Impact on test results and consumer decisions
These factors may significantly impact the interpretation of AI concurrency test outcomes. Consumers and buyers interested in evaluating hardware performance for AI applications should note these limitations when reviewing test data, as the expected AI performance may drop under certain testing conditions, affecting the overall reputation and reliability of the AI test suite.
Concurrency benchmark methodology
We tested NVIDIA’s latest GPU architectures using Runpod cloud infrastructure to evaluate their concurrency scaling capabilities for AI inference workloads. Our benchmark tested the H100, H200, and B200 GPUs running the OpenAI gpt-oss-20b model via vLLM under varying concurrent load conditions, ranging from single requests to scenarios with 1,024 simultaneous connections. Through measurement of throughput metrics, latency distributions, and resource utilization patterns, this analysis aims to provide insights for AI inference deployments.
Test Infrastructure
We deployed our tests on Runpod’s cloud infrastructure, utilizing NVIDIA’s most advanced GPU architectures and the vLLM framework.
- GPU Platform: Runpod cloud infrastructure (H100, H200, B200)
- Model: OpenAI GPT-OSS-20B via vLLM framework
Benchmark Configuration
Each GPU was tested across 10 different concurrency levels with standardized parameters to ensure consistent results.
- Concurrency Levels: 1, 4, 8, 16, 32, 64, 128, 256, 512, 1024 concurrent requests
- Test Duration: 180 seconds measurement phase with 30s ramp-up/cool-down
- Request Size: 1,000 input/output tokens per request
Key Metrics
We tracked performance across multiple dimensions to provide a comprehensive view of GPU capabilities under load.

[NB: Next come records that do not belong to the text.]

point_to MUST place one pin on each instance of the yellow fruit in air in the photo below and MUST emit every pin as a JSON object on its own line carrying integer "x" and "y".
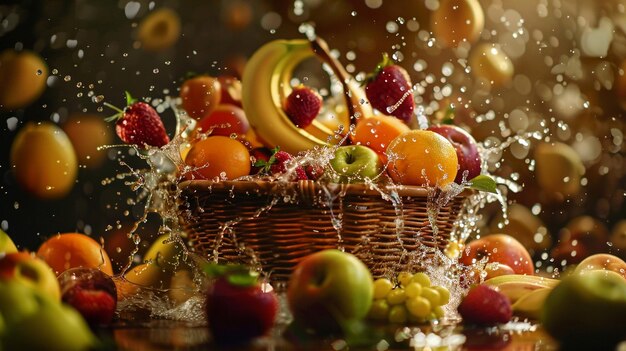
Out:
{"x": 422, "y": 158}
{"x": 43, "y": 160}
{"x": 23, "y": 78}
{"x": 159, "y": 30}
{"x": 457, "y": 21}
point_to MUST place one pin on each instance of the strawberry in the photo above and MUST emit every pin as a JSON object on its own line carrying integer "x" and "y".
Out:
{"x": 277, "y": 164}
{"x": 387, "y": 86}
{"x": 302, "y": 106}
{"x": 139, "y": 124}
{"x": 484, "y": 305}
{"x": 96, "y": 306}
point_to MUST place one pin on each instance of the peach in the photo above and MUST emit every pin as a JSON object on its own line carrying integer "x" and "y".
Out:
{"x": 501, "y": 248}
{"x": 376, "y": 132}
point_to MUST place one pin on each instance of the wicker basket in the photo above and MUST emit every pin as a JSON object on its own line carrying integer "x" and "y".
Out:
{"x": 275, "y": 224}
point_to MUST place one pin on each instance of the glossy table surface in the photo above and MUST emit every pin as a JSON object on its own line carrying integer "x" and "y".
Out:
{"x": 179, "y": 335}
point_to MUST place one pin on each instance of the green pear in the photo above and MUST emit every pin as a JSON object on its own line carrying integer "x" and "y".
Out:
{"x": 587, "y": 310}
{"x": 53, "y": 327}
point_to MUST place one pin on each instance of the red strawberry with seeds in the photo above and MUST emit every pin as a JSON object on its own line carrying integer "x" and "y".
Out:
{"x": 484, "y": 305}
{"x": 96, "y": 306}
{"x": 139, "y": 124}
{"x": 302, "y": 106}
{"x": 389, "y": 85}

- Throughput: System output tokens per second, successful requests per second, individual request token generation speed
- Latency: Time to First Token (TTFT), end-to-end latency with P50/P95/P99 percentiles, average latency per request
- Reliability: Success rate percentage, timeout vs. other error classification
Conclusion
Based on our concurrency testing of NVIDIA’s H100, H200, and B200 GPUs, each architecture shows different performance characteristics as concurrent load increases. Higher concurrency levels can boost overall system throughput, but this comes with trade-offs in per-query response times and end-to-end latency.
These benchmark results may help organizations planning AI inference deployments choose the right GPU for their specific needs—whether prioritizing throughput for batch processing or maintaining low latency for real-time applications. The performance patterns observed across different concurrency levels can inform decisions about hardware selection, capacity planning, and deployment strategies in AI infrastructure.